By Christine Roddy
If you’re new to the impact investing space, you have probably come across the terms “blended finance” or “blended capital” online, in academia, or at networking events. Before we dive into defining this phrase, some context.
In 2015, the United Nations (UN) established the Sustainable Development Goals (SDGs) as a blueprint for solving global challenges like ending poverty and tackling climate change over the next 15 years. The UN estimates the total financing needed is USD 4 trillion annually to achieve the SDGs.
Current levels of development financing are insufficient, with an estimated USD 2.5 trillion annual funding gap to realize the SDGs. USD 2.5 trillion, that’s more than 50 percent! The graph below provides an overview of SDG funding gaps organized by sector:
Why is this important?

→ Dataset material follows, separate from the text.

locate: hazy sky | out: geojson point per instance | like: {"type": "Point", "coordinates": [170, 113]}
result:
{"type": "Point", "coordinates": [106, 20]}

This means that for the global community to have any chance in achieving the SDGs, new approaches for mobilizing resources need to be developed. That is where blended finance comes in.
What is Blended Finance?
Blended finance is a new concept and there isn’t a standard definition that exists. We find Convergence’s definition the most helpful: “blended finance is the use of catalytic capital from public or philanthropic sources to increase private sector investment in developing countries and sustainable development”.
It’s a structuring approach that allows different types of capital (impact or commercial oriented) to invest alongside each other while each achieving their own objectives (financial, social, or both) that has three characteristics:
- The transaction expects to achieve a positive financial return;
- the transaction contributes towards achieving the SDGs; and
- the public and/or philanthropic parties are catalytic.
Examples of Blended Finance & A Case Study
Blended finance structures can take many forms. The GIIN’s Blended Finance Resource Guide provides helpful examples of different structural examples:
There are myriad different types of blended finance transactions, ranging from social impact bonds to technical assistance grants. The GIIN provides a repository of different examples and case studies if you’re interested in learning more.
We also recently published a case study demonstrating a real-world example of blended finance. Sistema.bio required different kinds of capital to fuel their expansion from Latin America to Kenya in 2017. This included a Series A investment round and technical assistant grants. In addition, a portion of the Series A investment was covered by USAID loan guarantee facility. To find out more, read the article here.
It’s estimated that blended finance has mobilized over USD 124 billion in capital towards the SDGs in developing countries to date. Looking towards 2030, blended finance is going to play a critical role in closing the financing gap for the SDGs.